In fact, many homosexuals have found that life and virtue are much easier if they are in a committed relationship with another person. Many faithful priests who have worked with those who experience same-sex attraction agree that this is the case; that isolation and loneliness are greater “occasions of sin” than than living in a committed and affectionate relationship.
Here is one woman, from a Catholic online forum:
I am a 24 year-old lesbian and a recent convert to the faith. Deciding to become Catholic was a difficult and wonderful process (falling in love with the Faith but also realizing I had to let go of my sexuality). Ironically the person who introduced me to Catholicism was the lesbian woman I was falling in love with. We both new that we had a choice: continue to be sexually active with one another, or commit to and follow the teachings of the Church. As hard as it is to give up the desires of the flesh, we knew by reason and faith…our only choice was to follow God through the Church’s teaching. We have both been celibate for roughly a year. We have also been living together as companions … I believe this may be a rare phenomenon and this situation is not something that has been addressed by any church leaders to the best of my knowledge. I did however speak to a nun who said that although we are not committing a mortal sin by living together and loving one another, we may be putting ourselves into an “occasion of sin,” meaning we could easily be tempted into sin by our situation. The thing is, I think it would be more of an occasion for sin if I did not have this woman as my partner because she constantly supports me and encourages me to resist sin. If I were alone I would be much more likely to be impure. Plus, like many people I need to be close to someone in a relationship of love, trust, and commitment. I am wondering what other thoughtful Catholics think and feel about this.

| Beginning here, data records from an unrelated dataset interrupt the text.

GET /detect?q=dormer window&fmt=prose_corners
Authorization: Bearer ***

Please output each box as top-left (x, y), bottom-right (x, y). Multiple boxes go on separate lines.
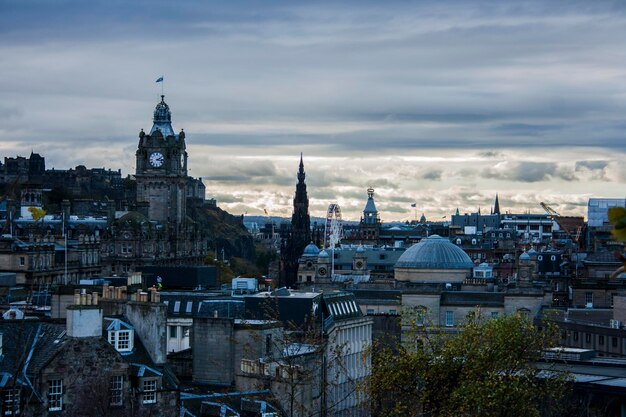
top-left (105, 318), bottom-right (134, 352)
top-left (110, 330), bottom-right (132, 351)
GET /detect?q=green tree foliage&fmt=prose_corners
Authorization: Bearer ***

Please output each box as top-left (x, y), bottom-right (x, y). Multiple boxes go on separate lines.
top-left (255, 243), bottom-right (277, 275)
top-left (608, 207), bottom-right (626, 242)
top-left (367, 312), bottom-right (570, 417)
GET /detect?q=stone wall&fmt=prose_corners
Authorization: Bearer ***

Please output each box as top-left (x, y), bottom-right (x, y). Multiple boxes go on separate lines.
top-left (31, 338), bottom-right (130, 417)
top-left (193, 317), bottom-right (234, 386)
top-left (126, 300), bottom-right (167, 364)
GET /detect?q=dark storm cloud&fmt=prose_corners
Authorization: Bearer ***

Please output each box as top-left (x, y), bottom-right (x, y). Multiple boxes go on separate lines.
top-left (213, 194), bottom-right (245, 203)
top-left (3, 0), bottom-right (626, 220)
top-left (201, 160), bottom-right (279, 178)
top-left (421, 170), bottom-right (442, 181)
top-left (495, 123), bottom-right (563, 137)
top-left (477, 151), bottom-right (502, 158)
top-left (575, 160), bottom-right (608, 171)
top-left (5, 0), bottom-right (626, 155)
top-left (483, 161), bottom-right (577, 183)
top-left (0, 105), bottom-right (23, 120)
top-left (205, 175), bottom-right (251, 183)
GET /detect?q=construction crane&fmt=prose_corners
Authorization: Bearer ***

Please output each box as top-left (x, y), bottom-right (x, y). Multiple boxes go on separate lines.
top-left (540, 201), bottom-right (582, 279)
top-left (539, 202), bottom-right (580, 244)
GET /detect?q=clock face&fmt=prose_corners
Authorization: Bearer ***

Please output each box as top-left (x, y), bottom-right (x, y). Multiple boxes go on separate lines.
top-left (318, 267), bottom-right (327, 276)
top-left (149, 152), bottom-right (164, 167)
top-left (180, 154), bottom-right (185, 167)
top-left (355, 261), bottom-right (364, 269)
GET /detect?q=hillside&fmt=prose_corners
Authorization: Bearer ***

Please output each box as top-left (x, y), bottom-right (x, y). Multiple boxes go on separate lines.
top-left (188, 204), bottom-right (256, 262)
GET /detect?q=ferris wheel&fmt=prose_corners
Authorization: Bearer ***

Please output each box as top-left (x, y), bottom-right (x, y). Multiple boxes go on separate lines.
top-left (324, 203), bottom-right (343, 249)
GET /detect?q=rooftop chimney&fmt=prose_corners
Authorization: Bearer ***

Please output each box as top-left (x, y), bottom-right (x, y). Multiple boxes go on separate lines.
top-left (66, 289), bottom-right (103, 338)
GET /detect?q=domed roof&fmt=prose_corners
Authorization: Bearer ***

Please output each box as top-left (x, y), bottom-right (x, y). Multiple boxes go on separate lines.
top-left (356, 245), bottom-right (365, 253)
top-left (395, 235), bottom-right (473, 269)
top-left (150, 95), bottom-right (176, 137)
top-left (318, 249), bottom-right (329, 258)
top-left (302, 242), bottom-right (320, 257)
top-left (519, 251), bottom-right (531, 261)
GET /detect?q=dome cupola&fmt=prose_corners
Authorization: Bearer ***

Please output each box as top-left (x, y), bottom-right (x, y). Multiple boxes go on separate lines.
top-left (150, 95), bottom-right (175, 137)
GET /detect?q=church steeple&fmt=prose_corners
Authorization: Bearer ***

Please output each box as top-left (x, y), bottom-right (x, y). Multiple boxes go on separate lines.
top-left (280, 154), bottom-right (312, 287)
top-left (493, 193), bottom-right (501, 215)
top-left (297, 152), bottom-right (305, 183)
top-left (292, 154), bottom-right (311, 243)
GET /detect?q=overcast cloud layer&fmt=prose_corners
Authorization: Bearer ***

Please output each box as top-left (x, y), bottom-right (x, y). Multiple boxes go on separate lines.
top-left (2, 0), bottom-right (626, 221)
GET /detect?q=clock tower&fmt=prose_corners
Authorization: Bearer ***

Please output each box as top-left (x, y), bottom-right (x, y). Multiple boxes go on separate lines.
top-left (135, 95), bottom-right (188, 228)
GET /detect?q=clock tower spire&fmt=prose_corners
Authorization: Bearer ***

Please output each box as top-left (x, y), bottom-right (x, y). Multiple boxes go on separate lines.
top-left (135, 95), bottom-right (188, 227)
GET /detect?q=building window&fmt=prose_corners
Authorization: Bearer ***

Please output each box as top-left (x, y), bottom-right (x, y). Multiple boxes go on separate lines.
top-left (599, 335), bottom-right (605, 346)
top-left (169, 326), bottom-right (177, 339)
top-left (389, 309), bottom-right (397, 315)
top-left (108, 330), bottom-right (133, 352)
top-left (117, 331), bottom-right (130, 350)
top-left (142, 379), bottom-right (157, 404)
top-left (585, 333), bottom-right (591, 343)
top-left (585, 292), bottom-right (593, 306)
top-left (48, 379), bottom-right (63, 411)
top-left (611, 293), bottom-right (617, 307)
top-left (3, 388), bottom-right (20, 415)
top-left (121, 243), bottom-right (133, 254)
top-left (366, 309), bottom-right (375, 315)
top-left (573, 332), bottom-right (578, 342)
top-left (491, 311), bottom-right (499, 319)
top-left (19, 257), bottom-right (25, 266)
top-left (612, 337), bottom-right (618, 348)
top-left (110, 375), bottom-right (124, 406)
top-left (445, 311), bottom-right (454, 327)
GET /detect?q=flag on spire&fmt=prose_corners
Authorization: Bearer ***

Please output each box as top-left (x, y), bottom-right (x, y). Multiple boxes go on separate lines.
top-left (155, 76), bottom-right (164, 83)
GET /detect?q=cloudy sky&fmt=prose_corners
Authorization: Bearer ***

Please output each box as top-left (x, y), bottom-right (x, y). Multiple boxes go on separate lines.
top-left (2, 0), bottom-right (626, 222)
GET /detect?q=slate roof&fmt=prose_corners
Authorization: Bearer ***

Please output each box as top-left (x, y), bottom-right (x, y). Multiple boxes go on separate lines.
top-left (0, 321), bottom-right (66, 379)
top-left (583, 250), bottom-right (622, 265)
top-left (322, 291), bottom-right (363, 321)
top-left (160, 292), bottom-right (241, 318)
top-left (363, 197), bottom-right (377, 214)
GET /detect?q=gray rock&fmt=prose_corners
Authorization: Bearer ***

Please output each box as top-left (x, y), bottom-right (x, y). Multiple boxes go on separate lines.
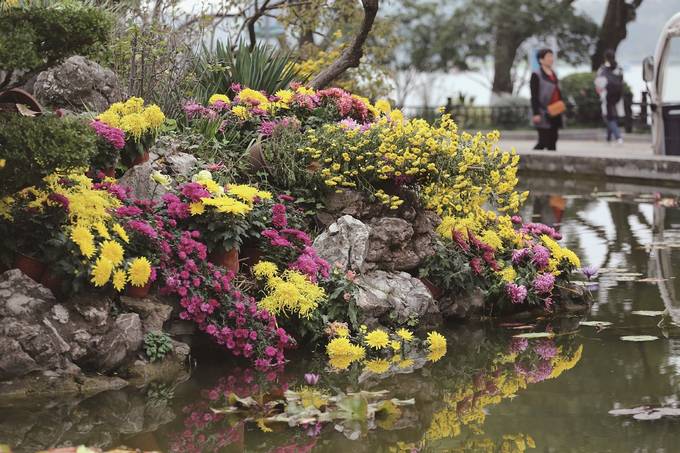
top-left (165, 152), bottom-right (198, 178)
top-left (118, 161), bottom-right (168, 201)
top-left (0, 269), bottom-right (54, 318)
top-left (120, 295), bottom-right (173, 334)
top-left (0, 338), bottom-right (39, 379)
top-left (355, 270), bottom-right (440, 326)
top-left (312, 215), bottom-right (370, 271)
top-left (33, 56), bottom-right (124, 112)
top-left (94, 314), bottom-right (143, 373)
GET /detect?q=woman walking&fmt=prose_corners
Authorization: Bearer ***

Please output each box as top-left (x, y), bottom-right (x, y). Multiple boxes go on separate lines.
top-left (530, 48), bottom-right (565, 151)
top-left (595, 49), bottom-right (625, 144)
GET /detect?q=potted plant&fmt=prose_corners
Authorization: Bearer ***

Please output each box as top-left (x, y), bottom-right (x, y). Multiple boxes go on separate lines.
top-left (172, 172), bottom-right (272, 274)
top-left (3, 185), bottom-right (70, 282)
top-left (96, 97), bottom-right (165, 168)
top-left (89, 119), bottom-right (125, 177)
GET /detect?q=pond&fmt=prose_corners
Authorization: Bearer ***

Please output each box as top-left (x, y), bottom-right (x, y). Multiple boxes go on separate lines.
top-left (3, 175), bottom-right (680, 453)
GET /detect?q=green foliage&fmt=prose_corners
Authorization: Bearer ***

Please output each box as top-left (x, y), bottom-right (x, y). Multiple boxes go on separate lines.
top-left (144, 331), bottom-right (173, 362)
top-left (0, 113), bottom-right (96, 196)
top-left (194, 40), bottom-right (303, 102)
top-left (0, 2), bottom-right (112, 85)
top-left (561, 71), bottom-right (632, 125)
top-left (419, 239), bottom-right (473, 296)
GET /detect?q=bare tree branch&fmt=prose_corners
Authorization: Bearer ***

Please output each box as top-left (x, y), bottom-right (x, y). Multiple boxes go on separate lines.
top-left (310, 0), bottom-right (380, 89)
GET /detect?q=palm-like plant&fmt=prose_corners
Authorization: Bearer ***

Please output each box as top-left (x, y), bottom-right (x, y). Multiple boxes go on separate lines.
top-left (194, 40), bottom-right (304, 101)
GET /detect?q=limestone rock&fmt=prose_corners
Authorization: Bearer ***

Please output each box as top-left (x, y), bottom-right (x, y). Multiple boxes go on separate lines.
top-left (93, 313), bottom-right (143, 373)
top-left (118, 161), bottom-right (167, 201)
top-left (312, 215), bottom-right (370, 271)
top-left (165, 152), bottom-right (198, 177)
top-left (355, 270), bottom-right (440, 326)
top-left (120, 295), bottom-right (174, 334)
top-left (33, 56), bottom-right (124, 112)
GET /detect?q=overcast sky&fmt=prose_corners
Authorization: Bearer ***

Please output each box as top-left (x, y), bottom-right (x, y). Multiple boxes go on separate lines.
top-left (576, 0), bottom-right (680, 62)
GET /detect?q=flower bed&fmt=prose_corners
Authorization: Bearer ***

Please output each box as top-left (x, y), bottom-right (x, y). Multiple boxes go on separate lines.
top-left (0, 85), bottom-right (590, 370)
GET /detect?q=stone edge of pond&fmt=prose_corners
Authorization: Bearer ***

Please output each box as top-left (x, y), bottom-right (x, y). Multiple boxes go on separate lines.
top-left (518, 151), bottom-right (680, 185)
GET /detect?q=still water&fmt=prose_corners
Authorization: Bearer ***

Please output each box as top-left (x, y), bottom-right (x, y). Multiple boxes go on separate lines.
top-left (4, 176), bottom-right (680, 453)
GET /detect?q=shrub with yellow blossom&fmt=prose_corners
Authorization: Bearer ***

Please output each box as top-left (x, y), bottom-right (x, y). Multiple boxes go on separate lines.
top-left (97, 97), bottom-right (165, 164)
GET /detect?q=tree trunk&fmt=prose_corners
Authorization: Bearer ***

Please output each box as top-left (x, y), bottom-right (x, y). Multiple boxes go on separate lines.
top-left (491, 31), bottom-right (522, 96)
top-left (310, 0), bottom-right (380, 90)
top-left (591, 0), bottom-right (643, 71)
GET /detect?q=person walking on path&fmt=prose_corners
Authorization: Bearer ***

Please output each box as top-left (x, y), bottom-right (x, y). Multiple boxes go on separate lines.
top-left (529, 49), bottom-right (566, 151)
top-left (530, 48), bottom-right (565, 151)
top-left (595, 49), bottom-right (625, 144)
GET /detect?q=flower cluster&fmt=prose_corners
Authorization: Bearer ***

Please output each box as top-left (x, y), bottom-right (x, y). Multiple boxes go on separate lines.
top-left (253, 261), bottom-right (326, 319)
top-left (325, 325), bottom-right (447, 372)
top-left (294, 110), bottom-right (527, 215)
top-left (97, 97), bottom-right (165, 142)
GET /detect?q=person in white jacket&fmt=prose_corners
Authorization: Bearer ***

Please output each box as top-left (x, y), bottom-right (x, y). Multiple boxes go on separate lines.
top-left (594, 49), bottom-right (625, 144)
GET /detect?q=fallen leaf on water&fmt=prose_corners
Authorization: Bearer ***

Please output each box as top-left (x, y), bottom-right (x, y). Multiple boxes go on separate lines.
top-left (635, 278), bottom-right (669, 283)
top-left (512, 332), bottom-right (555, 339)
top-left (631, 310), bottom-right (666, 317)
top-left (580, 321), bottom-right (613, 328)
top-left (620, 335), bottom-right (659, 342)
top-left (609, 406), bottom-right (680, 420)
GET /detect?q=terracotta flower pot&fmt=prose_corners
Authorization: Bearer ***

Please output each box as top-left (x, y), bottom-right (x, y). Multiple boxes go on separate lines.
top-left (126, 281), bottom-right (151, 298)
top-left (420, 277), bottom-right (443, 300)
top-left (131, 150), bottom-right (150, 166)
top-left (14, 254), bottom-right (46, 282)
top-left (247, 140), bottom-right (268, 172)
top-left (209, 247), bottom-right (240, 274)
top-left (40, 270), bottom-right (63, 296)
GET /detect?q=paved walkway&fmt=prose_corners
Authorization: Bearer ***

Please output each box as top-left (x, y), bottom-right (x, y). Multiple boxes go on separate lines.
top-left (500, 138), bottom-right (656, 159)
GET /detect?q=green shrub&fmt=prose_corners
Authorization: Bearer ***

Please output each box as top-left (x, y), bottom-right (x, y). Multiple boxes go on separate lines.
top-left (0, 113), bottom-right (96, 195)
top-left (0, 3), bottom-right (112, 87)
top-left (194, 40), bottom-right (303, 103)
top-left (561, 71), bottom-right (632, 126)
top-left (144, 331), bottom-right (173, 362)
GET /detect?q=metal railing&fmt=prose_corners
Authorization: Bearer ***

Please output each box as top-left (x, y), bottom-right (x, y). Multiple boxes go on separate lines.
top-left (403, 93), bottom-right (652, 132)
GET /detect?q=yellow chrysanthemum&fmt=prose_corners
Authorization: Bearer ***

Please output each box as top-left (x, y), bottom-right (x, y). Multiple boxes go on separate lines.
top-left (202, 196), bottom-right (252, 215)
top-left (100, 240), bottom-right (125, 266)
top-left (143, 104), bottom-right (165, 128)
top-left (119, 113), bottom-right (148, 140)
top-left (124, 96), bottom-right (145, 114)
top-left (227, 184), bottom-right (272, 203)
top-left (274, 89), bottom-right (294, 104)
top-left (112, 224), bottom-right (130, 243)
top-left (427, 331), bottom-right (447, 349)
top-left (112, 269), bottom-right (127, 292)
top-left (364, 329), bottom-right (390, 349)
top-left (71, 226), bottom-right (96, 258)
top-left (326, 337), bottom-right (366, 368)
top-left (374, 99), bottom-right (392, 114)
top-left (364, 358), bottom-right (390, 374)
top-left (231, 105), bottom-right (251, 120)
top-left (498, 266), bottom-right (517, 283)
top-left (238, 88), bottom-right (269, 105)
top-left (189, 201), bottom-right (205, 216)
top-left (94, 222), bottom-right (110, 239)
top-left (253, 261), bottom-right (278, 279)
top-left (0, 159), bottom-right (5, 169)
top-left (208, 94), bottom-right (230, 105)
top-left (396, 328), bottom-right (414, 342)
top-left (91, 257), bottom-right (113, 287)
top-left (128, 257), bottom-right (152, 287)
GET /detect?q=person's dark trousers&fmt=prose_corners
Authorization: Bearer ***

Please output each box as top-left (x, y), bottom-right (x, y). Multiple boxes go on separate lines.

In fact the Church is facing a new situation in its pastoral life. For the first time “out” gay people who love Christ and want to participate in the life of the Church are in our midst. Eve Tushnet has written about this situation at some length. The Church need not change any of its teachings to react to this new thing with love and with understanding. Certainly emotionally committed relationships ought not be discouraged, and assumptions ought no more be made about them than with heterosexual couples. Probably they should refer to each other as “companions” rather than the more charged “partners”, but same-sex attraction ought not be a sentence to a lonely life. Catholics in such companionate relationships ought not be the targets of suspicion any more than married couples are.
For polls show that some 90% or more of Catholic couples do not observe church pronouncements on contraception. Should couples with suspiciously few children receive phone calls from their pastor cautioning them against approaching the Eucharist?
And I don’t know of any polls on the matter, but I am willing to guess that 90% or more of single Catholic men masturbate, at least sometimes. Should pastors assume that unmarried men are in sin, and deny them communion?
Of course not, and homosexuals should not face a higher standard than heterosexuals.
Some may object that if the Church accepted such relationships that many, or most, involved in them would fall into sexual sin at some point. Granted. We are all prone to sin, and sexual sin is not uncommon: the married man who pulls out at the last minute to avoid pregnancy, the single person who falls into masturbation, the priest who looks at internet porn in a weak moment. But of all sins, a sin of weakness committed with a loving companion is surely among the least.
We are called to view others’ actions in the most charitable light, not assuming evil of them. Even if we are shocked and let down by them over and over -and I guarantee we will be- we must persevere in this, for the good of our souls and the salvation of others.